KNOXVILLE, Tenn. (WATE) — Since late spring of 2020, more than 2,000 Soldiers and Airmen with the Tennessee National Guard have been activated at some point to fight the COVID-19 pandemic in communities across the state.

One of those deployed is Army Specialist Anthony Spencer of Crossville, a Cumberland University graduate who became a medic because he wanted to help people. He’s been on the front line in communities throughout Tennessee now for 15 months.

“Initially when we first started the primary mission was to help the Health Departments in testing,” said Spencer. He spoke with WATE from a clinic in Hartsville, Tenn. about 150 miles west of Knoxville.

“In the summer of last year, we started going to nursing homes here in Middle Tennessee, then I got moved out to Wilson County where I stayed for a long time. When the vaccines rolled out, as soon as we had them in hand we were trying to get people vaccinated. There were tears, tears of joy from people who were just so ready to move on with their lives and try to get back to whatever normal is going to be.”

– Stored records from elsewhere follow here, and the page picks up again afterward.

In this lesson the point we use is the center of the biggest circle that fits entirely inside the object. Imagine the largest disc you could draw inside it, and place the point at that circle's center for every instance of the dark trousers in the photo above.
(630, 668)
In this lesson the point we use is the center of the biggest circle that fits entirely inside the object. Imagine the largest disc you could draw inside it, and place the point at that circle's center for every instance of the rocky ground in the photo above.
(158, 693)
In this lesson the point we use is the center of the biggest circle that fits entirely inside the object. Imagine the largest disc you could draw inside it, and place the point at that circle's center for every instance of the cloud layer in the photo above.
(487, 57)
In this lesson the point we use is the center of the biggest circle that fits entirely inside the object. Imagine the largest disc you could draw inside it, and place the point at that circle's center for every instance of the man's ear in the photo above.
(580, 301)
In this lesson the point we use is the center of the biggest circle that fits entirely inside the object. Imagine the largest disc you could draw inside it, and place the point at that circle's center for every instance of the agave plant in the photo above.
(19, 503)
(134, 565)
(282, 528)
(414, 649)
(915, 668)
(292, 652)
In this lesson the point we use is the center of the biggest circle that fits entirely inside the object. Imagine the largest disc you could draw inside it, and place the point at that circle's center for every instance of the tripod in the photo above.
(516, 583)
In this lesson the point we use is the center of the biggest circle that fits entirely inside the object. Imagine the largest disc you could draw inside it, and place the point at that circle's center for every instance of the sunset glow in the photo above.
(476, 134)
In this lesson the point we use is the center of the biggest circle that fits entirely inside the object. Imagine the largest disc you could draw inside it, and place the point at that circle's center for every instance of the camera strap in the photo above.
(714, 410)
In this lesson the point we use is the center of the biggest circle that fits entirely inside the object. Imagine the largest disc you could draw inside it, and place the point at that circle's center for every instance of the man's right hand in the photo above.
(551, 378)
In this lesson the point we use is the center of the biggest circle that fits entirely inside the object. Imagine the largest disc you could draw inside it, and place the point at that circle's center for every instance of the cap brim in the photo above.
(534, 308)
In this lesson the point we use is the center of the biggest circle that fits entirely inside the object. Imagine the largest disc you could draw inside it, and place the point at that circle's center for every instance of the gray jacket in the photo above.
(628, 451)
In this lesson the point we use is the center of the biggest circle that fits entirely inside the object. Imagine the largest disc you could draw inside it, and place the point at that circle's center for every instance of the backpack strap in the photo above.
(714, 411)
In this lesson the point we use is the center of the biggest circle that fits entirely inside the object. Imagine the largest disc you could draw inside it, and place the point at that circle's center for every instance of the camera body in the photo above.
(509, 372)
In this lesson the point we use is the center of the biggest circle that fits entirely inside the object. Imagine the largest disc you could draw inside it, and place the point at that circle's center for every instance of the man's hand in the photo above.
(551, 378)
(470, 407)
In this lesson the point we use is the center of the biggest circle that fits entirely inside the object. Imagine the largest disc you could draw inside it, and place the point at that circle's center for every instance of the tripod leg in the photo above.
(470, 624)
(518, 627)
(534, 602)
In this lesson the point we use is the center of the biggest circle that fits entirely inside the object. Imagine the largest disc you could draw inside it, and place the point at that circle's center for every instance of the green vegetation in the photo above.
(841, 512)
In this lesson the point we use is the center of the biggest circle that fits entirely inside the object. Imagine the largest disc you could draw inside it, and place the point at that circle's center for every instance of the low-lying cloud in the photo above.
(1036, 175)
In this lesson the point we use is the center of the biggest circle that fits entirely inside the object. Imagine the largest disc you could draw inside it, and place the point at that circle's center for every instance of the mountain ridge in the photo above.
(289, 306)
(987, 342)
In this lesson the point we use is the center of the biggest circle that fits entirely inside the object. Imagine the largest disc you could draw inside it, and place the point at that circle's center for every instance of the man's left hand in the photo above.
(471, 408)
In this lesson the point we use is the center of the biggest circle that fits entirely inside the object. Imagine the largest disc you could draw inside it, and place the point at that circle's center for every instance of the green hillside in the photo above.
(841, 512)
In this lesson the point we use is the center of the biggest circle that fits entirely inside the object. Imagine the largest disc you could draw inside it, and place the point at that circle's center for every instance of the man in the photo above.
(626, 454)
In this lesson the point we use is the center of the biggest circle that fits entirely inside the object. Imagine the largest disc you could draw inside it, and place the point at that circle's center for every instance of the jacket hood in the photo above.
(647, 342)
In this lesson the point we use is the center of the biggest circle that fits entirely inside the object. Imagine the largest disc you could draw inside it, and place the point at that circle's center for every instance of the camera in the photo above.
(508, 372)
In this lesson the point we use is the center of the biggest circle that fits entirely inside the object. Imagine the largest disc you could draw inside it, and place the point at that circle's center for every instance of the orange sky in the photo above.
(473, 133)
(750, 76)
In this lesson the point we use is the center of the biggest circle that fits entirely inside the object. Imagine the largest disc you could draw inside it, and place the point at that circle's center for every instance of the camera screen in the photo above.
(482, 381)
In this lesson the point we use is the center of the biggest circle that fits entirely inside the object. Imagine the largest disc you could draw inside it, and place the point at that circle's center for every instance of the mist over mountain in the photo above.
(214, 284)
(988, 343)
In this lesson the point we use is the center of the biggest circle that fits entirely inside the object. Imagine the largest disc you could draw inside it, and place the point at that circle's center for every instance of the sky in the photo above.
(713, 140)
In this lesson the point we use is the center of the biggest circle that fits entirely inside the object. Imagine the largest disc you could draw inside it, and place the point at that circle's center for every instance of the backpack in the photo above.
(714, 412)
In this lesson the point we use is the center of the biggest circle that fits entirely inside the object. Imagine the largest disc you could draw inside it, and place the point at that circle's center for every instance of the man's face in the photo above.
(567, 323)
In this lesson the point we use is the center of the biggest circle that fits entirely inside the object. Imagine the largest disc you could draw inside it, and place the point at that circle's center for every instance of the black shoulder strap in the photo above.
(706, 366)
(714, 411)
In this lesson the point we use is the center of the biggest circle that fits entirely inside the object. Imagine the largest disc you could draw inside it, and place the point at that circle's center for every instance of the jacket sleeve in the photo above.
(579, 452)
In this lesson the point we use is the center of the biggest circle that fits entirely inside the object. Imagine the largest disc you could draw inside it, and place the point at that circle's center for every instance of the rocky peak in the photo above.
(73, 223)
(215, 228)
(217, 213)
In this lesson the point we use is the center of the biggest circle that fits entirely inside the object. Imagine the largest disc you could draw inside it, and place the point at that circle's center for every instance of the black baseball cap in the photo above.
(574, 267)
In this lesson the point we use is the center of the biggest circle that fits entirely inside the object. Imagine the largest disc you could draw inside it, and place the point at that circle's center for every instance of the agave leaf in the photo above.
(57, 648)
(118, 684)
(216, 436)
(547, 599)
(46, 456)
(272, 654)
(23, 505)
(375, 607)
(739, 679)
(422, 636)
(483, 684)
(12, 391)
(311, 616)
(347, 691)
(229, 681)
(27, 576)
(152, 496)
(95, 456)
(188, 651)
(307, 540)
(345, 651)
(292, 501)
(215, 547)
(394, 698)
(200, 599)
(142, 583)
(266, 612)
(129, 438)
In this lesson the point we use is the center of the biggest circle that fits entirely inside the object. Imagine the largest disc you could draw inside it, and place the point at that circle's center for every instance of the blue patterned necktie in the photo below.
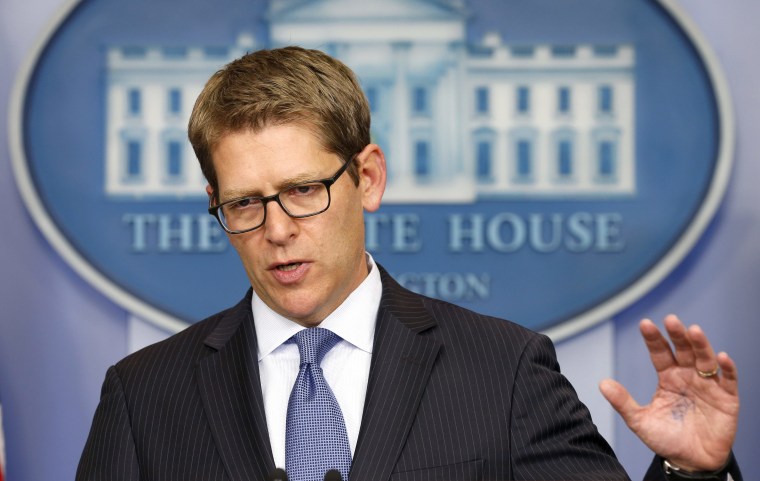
(315, 435)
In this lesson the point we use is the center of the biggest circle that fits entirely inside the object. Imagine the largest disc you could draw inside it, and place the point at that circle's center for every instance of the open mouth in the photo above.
(288, 267)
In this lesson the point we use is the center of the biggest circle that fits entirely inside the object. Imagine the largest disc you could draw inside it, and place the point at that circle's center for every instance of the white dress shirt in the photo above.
(346, 366)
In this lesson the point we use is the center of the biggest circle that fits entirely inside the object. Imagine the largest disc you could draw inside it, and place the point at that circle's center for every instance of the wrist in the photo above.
(673, 472)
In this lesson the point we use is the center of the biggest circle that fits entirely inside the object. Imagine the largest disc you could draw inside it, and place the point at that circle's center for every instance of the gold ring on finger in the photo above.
(708, 374)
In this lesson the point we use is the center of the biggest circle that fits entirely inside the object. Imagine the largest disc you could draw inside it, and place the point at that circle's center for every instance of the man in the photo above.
(419, 389)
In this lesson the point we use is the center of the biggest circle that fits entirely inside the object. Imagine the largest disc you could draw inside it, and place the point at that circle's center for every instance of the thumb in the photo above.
(620, 399)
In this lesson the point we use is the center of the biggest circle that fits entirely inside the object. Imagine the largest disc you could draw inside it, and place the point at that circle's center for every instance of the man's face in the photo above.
(301, 268)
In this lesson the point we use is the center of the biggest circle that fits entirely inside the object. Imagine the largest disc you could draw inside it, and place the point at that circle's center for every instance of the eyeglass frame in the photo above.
(327, 182)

Spencer’s desire to serve others began when he was a teenager. In 2011, his Boy Scout Eagle project, the highest honor for a scout, was the development and building of a monument for fallen firefighters located at the public safety building in Crossville.

“I take a lot of pride in being able to serve people as we know part of the scouting culture is service to others,” Spencer said.

Spencer’s civilian job is with the Boy Scouts of America in Knoxville as Eagle Creek’s District Executive. While being deployed, his job and desk await him until his return.

“He’s an Eagle Scout from our Council and he spent his life in Scouting leaning values of serving other people serving his community and he continues that in the Guard, said Nathan Cunningham, Great Smoky Mountian Council. “We’re very proud of him, what a great example for other scouts and people on our staff to really see his serving heart. How he reached out into the community and served others”

Spencer’s work with the TN National Guard is expected to wrap up in a few months. Until then, Spencer will continue providing vaccinations at the Trousdale County Health Department. Recently his unit has been doing community outreach taking the vaccine to the people at their worksites making it more convenient.